The Americans took the hill, the Mexicans retreating beyond the stream, and from several ambuscades, fired upon the Americans' left flank. The American forces responded with several volleys of return fire which forced the Mexicans to flee up the creek. Marching to the village at the foot of the hill, they found it deserted before proceeding to the River Road. Lieutenant Craven's men were again attacked by Mexican insurgents firing from the jungle on the opposite bank, but his fire along with The Boat Gun, drove them off. The farthest Craven took his force was three miles from the mouth of the river.

With the approach of night, Craven then proceeded to take his men back aboard the Dale.

==Aftermath==
Craven thought he had inflicted "Chastisement", while Manuel Pineda reported "the enemy made off shamefully ... having inflicted exemplary punishment."
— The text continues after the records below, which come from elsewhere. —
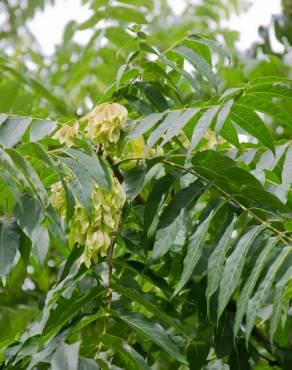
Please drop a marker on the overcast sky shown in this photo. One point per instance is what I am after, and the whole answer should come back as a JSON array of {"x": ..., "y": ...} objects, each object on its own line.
[{"x": 48, "y": 26}]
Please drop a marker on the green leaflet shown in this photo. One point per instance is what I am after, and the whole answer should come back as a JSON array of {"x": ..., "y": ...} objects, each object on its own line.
[
  {"x": 223, "y": 115},
  {"x": 198, "y": 62},
  {"x": 153, "y": 331},
  {"x": 82, "y": 185},
  {"x": 283, "y": 189},
  {"x": 187, "y": 76},
  {"x": 156, "y": 134},
  {"x": 173, "y": 220},
  {"x": 234, "y": 266},
  {"x": 128, "y": 352},
  {"x": 271, "y": 87},
  {"x": 248, "y": 288},
  {"x": 251, "y": 123},
  {"x": 12, "y": 130},
  {"x": 29, "y": 217},
  {"x": 40, "y": 129},
  {"x": 277, "y": 300},
  {"x": 66, "y": 357},
  {"x": 146, "y": 124},
  {"x": 9, "y": 243},
  {"x": 259, "y": 296},
  {"x": 194, "y": 252},
  {"x": 135, "y": 296},
  {"x": 178, "y": 124},
  {"x": 94, "y": 165},
  {"x": 155, "y": 202},
  {"x": 202, "y": 126},
  {"x": 216, "y": 260},
  {"x": 211, "y": 44},
  {"x": 266, "y": 106},
  {"x": 239, "y": 357},
  {"x": 36, "y": 150},
  {"x": 30, "y": 175}
]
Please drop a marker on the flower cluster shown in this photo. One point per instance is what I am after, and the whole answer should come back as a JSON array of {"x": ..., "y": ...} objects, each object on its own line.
[
  {"x": 93, "y": 231},
  {"x": 105, "y": 123}
]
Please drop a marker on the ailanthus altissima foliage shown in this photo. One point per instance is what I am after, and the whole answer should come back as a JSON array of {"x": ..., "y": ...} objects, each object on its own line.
[{"x": 154, "y": 230}]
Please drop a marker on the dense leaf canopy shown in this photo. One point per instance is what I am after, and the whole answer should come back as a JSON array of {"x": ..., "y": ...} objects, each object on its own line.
[{"x": 145, "y": 191}]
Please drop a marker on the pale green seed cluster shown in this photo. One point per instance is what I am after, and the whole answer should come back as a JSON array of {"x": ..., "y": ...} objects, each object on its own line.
[
  {"x": 94, "y": 232},
  {"x": 105, "y": 123}
]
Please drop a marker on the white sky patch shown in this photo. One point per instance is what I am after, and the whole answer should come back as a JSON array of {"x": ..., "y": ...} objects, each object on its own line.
[{"x": 48, "y": 26}]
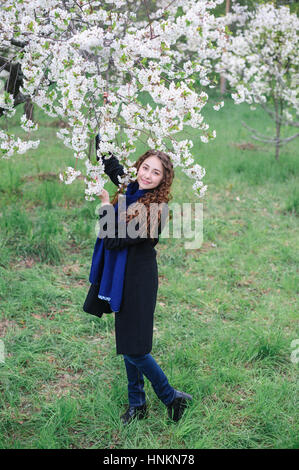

After the battle at Mulegé, the Dale sailed for La Paz, with the Magdalena in tow, reaching it on 8 Oct.

Commander Selfridge chartered a small schooner from an American citizen living at La Paz, christened it Libertad, and armed it with a 9-pounder on a pivot. Assigned to Lt. Craven, his mission was to sever communication between Mulege and Guaymas. On 2 Nov., Craven captured the sloop Alerta, before heading to Guaymas on 19 Nov.